A lingering question.
As far as the observations of UFOs. If you investigate these, you can dismiss most of them straight away. The only ones that interest me are military sightings or sightings by people who have a lot of responsibility in their government.
And by people who are well trained with no prior interest in UFOs - who have an encounter that cannot be ‘jupiter’ or ‘mercury’. If you throw all of the ones out that do not meet this criteria, there are still many dozens of sightings left. And many of them cannot be dismissed easily.
They also cannot be simply chalked up as advanced US or Russian technology - such as the case I mentioned at the top of this post.
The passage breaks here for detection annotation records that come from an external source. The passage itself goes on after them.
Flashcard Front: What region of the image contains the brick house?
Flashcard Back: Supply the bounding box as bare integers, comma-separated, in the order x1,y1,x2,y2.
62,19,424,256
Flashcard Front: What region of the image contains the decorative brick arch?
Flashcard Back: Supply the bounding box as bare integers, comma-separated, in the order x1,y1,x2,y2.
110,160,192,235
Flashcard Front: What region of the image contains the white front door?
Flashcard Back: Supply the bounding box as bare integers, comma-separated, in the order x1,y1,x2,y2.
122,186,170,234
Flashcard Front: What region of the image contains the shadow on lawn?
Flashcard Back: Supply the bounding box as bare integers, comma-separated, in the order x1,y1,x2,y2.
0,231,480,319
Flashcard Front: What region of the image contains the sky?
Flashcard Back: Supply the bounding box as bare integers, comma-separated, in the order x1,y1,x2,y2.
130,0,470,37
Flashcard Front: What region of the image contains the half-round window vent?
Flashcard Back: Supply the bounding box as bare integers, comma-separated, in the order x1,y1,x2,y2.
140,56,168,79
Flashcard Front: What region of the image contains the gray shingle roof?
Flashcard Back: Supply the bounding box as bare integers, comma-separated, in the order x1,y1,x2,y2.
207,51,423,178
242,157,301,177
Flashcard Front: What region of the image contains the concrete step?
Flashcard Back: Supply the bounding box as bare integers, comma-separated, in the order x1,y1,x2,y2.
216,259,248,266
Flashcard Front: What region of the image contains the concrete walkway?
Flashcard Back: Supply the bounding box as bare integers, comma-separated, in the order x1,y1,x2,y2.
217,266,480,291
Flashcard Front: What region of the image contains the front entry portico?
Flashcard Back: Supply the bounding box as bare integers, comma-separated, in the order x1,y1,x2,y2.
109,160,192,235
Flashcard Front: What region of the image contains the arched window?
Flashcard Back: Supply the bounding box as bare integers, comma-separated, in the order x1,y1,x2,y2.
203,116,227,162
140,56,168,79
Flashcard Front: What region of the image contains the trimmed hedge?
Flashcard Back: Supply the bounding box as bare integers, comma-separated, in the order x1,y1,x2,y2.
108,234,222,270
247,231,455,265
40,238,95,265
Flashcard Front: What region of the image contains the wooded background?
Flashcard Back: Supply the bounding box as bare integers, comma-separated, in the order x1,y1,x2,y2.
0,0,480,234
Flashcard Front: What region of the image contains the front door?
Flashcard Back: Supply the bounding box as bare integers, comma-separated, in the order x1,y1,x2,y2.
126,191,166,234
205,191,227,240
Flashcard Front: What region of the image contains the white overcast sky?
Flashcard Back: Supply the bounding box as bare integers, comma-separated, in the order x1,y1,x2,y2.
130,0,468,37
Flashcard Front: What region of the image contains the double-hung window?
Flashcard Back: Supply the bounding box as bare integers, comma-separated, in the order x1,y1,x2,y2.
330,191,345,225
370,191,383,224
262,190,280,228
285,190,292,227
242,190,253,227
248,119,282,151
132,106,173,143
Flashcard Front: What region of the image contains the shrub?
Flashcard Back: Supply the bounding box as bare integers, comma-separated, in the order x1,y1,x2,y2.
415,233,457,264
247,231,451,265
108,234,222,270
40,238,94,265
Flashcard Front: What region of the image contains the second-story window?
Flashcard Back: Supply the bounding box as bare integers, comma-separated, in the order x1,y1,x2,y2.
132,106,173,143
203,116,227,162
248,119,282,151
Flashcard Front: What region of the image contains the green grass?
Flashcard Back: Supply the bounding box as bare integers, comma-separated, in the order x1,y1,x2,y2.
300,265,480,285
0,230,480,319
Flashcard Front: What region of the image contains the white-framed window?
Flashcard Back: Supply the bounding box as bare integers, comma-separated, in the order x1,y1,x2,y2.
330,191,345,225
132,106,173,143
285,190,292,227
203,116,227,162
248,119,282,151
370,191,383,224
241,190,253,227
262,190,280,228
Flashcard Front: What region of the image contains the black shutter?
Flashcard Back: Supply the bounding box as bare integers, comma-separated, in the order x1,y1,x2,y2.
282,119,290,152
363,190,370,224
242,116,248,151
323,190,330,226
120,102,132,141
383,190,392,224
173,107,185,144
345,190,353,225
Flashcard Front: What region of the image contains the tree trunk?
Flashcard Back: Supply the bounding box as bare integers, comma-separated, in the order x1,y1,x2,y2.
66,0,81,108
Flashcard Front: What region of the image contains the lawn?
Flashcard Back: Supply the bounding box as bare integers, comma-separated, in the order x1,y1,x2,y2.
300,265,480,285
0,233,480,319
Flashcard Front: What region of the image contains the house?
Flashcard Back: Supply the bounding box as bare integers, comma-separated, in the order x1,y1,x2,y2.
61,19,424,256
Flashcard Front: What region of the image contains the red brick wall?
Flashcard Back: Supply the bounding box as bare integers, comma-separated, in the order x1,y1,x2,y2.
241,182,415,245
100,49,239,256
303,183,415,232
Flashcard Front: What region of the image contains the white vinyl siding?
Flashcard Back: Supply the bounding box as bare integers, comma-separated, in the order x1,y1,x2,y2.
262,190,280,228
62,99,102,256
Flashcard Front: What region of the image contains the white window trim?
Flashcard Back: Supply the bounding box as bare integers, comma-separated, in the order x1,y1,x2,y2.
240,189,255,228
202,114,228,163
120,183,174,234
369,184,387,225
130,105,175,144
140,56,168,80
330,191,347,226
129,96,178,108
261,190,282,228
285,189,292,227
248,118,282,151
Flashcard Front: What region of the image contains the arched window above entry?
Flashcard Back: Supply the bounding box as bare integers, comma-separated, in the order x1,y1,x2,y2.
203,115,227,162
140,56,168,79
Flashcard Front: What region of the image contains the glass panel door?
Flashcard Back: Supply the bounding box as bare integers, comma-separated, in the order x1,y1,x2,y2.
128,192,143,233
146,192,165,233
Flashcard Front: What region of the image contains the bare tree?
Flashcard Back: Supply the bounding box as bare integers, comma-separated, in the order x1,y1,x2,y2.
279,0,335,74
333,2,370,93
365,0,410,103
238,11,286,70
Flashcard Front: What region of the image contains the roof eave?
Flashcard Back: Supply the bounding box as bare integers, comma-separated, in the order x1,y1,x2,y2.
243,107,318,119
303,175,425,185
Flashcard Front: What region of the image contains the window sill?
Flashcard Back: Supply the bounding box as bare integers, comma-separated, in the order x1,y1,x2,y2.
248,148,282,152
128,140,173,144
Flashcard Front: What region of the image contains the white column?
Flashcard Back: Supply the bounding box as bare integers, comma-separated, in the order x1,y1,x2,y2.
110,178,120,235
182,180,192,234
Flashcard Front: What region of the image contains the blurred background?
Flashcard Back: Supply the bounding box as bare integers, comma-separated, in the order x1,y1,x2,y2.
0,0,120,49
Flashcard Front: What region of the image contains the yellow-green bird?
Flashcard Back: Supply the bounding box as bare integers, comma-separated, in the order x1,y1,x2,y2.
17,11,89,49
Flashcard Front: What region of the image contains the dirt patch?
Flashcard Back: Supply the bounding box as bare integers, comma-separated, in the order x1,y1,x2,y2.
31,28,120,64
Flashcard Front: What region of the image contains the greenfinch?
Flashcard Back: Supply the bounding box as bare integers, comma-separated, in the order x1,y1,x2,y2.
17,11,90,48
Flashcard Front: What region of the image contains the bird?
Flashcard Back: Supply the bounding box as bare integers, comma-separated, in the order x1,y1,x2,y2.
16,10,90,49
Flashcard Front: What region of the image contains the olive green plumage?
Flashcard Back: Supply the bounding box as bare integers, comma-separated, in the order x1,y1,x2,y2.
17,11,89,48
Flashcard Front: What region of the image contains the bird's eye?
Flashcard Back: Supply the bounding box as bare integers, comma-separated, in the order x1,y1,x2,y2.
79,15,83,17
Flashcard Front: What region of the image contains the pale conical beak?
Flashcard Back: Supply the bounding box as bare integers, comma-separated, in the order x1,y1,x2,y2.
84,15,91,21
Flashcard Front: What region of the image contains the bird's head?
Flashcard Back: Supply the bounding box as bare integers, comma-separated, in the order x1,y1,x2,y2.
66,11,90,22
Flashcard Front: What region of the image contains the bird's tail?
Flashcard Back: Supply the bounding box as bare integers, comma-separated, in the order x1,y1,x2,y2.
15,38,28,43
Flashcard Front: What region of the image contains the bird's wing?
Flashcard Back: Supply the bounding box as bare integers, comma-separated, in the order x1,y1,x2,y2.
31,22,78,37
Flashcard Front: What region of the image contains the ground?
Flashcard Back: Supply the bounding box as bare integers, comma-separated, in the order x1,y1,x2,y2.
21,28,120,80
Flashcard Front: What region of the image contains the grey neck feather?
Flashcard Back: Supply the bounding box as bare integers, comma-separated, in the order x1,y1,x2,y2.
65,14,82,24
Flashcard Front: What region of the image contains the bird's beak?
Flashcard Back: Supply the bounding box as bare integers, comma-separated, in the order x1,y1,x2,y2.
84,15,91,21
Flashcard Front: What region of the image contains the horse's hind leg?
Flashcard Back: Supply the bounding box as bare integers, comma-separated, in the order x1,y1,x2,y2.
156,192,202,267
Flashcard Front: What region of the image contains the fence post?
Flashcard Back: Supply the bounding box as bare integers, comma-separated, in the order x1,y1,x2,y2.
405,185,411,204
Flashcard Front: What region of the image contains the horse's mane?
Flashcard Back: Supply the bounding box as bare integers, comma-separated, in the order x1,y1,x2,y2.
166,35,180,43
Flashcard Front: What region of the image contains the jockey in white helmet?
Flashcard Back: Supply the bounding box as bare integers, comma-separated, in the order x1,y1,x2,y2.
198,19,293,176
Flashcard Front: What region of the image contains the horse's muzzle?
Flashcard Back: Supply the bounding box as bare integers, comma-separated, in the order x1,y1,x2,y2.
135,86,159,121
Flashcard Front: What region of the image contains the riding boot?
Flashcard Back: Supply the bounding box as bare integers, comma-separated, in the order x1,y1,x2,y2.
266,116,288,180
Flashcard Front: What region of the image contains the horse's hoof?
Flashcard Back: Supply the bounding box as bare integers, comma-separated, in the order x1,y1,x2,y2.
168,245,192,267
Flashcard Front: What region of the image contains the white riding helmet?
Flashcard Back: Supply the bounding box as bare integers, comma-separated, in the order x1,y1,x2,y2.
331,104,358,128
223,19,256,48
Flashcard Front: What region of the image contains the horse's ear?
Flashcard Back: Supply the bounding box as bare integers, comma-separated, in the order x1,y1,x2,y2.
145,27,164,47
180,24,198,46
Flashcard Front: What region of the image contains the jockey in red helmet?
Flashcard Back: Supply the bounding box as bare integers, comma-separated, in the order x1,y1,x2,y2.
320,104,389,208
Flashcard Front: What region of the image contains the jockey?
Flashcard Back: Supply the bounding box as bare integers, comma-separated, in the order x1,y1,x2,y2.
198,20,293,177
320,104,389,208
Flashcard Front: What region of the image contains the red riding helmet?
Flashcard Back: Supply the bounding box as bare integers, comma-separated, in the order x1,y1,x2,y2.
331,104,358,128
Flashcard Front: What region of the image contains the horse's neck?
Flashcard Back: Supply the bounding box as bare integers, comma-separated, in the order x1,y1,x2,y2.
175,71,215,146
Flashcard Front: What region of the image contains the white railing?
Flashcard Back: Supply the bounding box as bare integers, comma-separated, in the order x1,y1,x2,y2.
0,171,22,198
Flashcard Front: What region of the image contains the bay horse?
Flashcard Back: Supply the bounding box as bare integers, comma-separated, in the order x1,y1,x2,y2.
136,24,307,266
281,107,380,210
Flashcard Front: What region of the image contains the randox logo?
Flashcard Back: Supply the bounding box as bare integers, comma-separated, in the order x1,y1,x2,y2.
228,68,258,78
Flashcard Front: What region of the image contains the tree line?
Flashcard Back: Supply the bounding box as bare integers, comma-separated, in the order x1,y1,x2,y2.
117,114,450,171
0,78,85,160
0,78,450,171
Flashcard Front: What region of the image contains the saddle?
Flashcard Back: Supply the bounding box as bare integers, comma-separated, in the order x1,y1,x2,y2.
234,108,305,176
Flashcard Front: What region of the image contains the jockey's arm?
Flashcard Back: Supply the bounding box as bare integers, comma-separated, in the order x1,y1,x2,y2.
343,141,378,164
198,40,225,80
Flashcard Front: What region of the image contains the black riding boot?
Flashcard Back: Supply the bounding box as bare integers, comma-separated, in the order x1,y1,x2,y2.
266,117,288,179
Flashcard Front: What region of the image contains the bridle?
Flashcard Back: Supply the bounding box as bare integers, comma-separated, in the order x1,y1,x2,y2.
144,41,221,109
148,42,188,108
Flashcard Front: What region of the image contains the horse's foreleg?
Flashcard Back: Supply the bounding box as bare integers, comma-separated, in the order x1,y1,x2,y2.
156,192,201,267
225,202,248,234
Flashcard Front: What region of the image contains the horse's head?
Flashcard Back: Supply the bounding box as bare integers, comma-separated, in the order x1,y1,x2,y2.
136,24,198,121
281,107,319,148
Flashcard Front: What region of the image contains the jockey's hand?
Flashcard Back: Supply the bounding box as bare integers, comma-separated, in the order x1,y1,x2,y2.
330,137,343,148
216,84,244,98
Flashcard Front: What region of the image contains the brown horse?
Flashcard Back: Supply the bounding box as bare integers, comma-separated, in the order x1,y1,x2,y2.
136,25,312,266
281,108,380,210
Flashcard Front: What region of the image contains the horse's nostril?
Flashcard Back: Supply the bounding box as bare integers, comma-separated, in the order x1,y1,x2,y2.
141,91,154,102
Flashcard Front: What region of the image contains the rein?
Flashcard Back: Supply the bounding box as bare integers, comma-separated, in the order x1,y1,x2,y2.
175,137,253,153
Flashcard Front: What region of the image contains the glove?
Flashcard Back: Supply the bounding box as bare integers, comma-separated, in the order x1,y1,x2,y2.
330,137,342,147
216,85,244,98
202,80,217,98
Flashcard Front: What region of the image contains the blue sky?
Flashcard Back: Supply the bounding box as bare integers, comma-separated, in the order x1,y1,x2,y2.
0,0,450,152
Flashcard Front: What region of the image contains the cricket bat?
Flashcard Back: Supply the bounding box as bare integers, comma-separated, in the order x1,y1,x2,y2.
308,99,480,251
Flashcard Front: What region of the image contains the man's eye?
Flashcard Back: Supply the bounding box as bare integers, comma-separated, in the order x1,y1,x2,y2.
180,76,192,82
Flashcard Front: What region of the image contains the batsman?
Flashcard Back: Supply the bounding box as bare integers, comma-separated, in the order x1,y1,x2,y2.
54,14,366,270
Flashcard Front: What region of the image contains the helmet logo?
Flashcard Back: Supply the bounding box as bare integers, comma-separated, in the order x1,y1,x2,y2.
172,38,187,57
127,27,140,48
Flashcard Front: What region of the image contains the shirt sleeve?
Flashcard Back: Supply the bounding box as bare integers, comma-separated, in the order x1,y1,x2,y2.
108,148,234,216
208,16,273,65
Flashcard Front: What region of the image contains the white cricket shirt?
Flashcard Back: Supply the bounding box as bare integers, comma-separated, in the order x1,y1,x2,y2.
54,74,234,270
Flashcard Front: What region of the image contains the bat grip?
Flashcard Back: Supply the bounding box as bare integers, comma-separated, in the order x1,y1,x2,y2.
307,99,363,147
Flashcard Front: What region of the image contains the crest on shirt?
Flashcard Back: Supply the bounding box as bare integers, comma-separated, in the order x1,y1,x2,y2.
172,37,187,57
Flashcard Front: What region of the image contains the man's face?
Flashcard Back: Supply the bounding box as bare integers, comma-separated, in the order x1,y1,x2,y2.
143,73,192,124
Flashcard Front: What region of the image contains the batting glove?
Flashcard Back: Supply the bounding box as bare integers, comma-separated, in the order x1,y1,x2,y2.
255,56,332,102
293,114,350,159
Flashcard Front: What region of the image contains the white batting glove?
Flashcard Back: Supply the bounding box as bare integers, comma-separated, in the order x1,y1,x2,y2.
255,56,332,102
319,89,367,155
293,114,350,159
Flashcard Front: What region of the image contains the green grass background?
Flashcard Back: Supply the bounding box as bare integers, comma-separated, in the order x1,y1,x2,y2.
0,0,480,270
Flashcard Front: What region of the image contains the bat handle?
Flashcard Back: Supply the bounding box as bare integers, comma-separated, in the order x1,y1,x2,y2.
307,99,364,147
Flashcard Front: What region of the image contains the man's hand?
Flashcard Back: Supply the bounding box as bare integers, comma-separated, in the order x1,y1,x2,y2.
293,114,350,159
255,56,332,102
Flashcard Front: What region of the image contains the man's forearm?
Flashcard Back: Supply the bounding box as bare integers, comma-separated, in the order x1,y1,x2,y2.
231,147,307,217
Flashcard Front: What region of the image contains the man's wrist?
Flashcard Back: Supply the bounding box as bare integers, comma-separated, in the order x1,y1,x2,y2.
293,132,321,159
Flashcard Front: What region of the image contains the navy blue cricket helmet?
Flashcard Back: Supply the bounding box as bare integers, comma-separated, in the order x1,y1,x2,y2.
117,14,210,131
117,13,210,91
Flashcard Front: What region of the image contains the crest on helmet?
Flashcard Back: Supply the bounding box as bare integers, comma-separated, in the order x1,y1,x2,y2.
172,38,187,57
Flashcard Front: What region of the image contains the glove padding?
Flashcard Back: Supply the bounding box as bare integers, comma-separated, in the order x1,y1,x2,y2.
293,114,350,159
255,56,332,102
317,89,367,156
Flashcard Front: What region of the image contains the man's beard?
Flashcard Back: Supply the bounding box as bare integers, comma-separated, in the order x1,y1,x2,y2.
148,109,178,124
The only conclusion you can arrive at, given the detail of military pilots and other pilots and of mass sightings, is that they are simply lying. They go into too much detail for it to be a star or US jet.
In one case, the case of Halt (you can look it up as Halt UFO), I think he saw a lighthouse and cannot admit it. But there are many more that are not so easily shrugged off.
How many times have we been visited by robots - if we ever were? Maybe only a handful. Maybe only once. One of these sightings might be legitimate in modern times.
Then we are tasked with answering the question: where did the vessel go? Where else is there to go in our solar system? No where. All the action is here.
I think it’s ridiculous to invest a lot in eye witness accounts or blurry photos. There is no doubt about it. But it’s even more ridiculous to invest in 3rd hand accounts of events (a messiah) that happened 2000 or more years ago, yet many people believe in Jesus.
I think alien UFO hypotheses are less ridiculous than any religious belief because, if nothing else, alien UFO hypotheses can be falsified.